Travel-related expenditure like purchase of airline tickets and accommodation is the top online spend category for Malaysian Internet users, according to a Visa consumer survey.


The 2010 Visa e-Commerce Consumer Monitor found that 82% of Malaysian respondents bought airline tickets over the Internet, and 72% purchased travel accommodation online over the past 12 months.


The survey was based on 3,516 online interviews with regular Internet users in six growing e-commerce markets – China, India, Indonesia, Malaysia, Taiwan and Thailand.


Respondents from Malaysia reported spending an average of RM6,297 online in the past 12 months. Of this, an average of RM865 was for online purchase of airline tickets, RM473 on travel accommodation and RM456 with online travel agents.

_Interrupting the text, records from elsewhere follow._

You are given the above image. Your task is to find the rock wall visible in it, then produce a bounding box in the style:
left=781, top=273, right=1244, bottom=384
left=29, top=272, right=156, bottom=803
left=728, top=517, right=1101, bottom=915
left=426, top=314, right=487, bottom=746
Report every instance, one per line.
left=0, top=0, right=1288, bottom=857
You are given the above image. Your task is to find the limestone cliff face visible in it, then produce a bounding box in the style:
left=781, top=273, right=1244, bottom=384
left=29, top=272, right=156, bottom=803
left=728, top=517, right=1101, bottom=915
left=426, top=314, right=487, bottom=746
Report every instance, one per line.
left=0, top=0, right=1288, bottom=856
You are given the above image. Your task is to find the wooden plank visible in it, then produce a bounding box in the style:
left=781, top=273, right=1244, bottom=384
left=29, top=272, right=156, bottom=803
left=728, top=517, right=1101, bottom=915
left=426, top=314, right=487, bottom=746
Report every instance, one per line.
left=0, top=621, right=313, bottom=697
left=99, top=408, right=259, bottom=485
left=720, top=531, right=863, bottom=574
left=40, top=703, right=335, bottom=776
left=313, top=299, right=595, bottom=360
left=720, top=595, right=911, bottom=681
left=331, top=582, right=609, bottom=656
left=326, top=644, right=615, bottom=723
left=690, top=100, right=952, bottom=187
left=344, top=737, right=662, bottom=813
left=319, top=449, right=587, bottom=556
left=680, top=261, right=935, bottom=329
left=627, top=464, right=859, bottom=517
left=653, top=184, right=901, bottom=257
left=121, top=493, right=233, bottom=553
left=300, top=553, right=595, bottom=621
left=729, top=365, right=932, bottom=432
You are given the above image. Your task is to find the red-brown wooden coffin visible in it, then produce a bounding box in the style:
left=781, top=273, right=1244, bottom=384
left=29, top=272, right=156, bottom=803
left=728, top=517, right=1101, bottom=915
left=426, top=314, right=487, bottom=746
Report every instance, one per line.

Malaysia Visa country manager Stuart Tomlinson said online booking for air tickets, purchase of financial services or electrical appliances are getting more common and many Malaysian online shoppers feel it is more convenient to shop on the Internet as they can compare prices easily and shop at a time that is convenient to them from home.


"From the survey, we also know that 35% of Malaysian respondents rated payment security as the most important factor when transacting online. Visa provides cardholders with an added layer of security with Verified by Visa with one-time passwords.

"Consumers can make online purchases with their Visa card, with the reassurance that their data will be processed securely, regardless of whether they shop at local or overseas websites," Tomlinson said.



Malaysia is ranked No 3 in online shopping with the average amount spent online in the past 12 months at US$2,006, behind Taiwan and China at US$4,041 and US$2,557, respectively, among the six countries surveyed.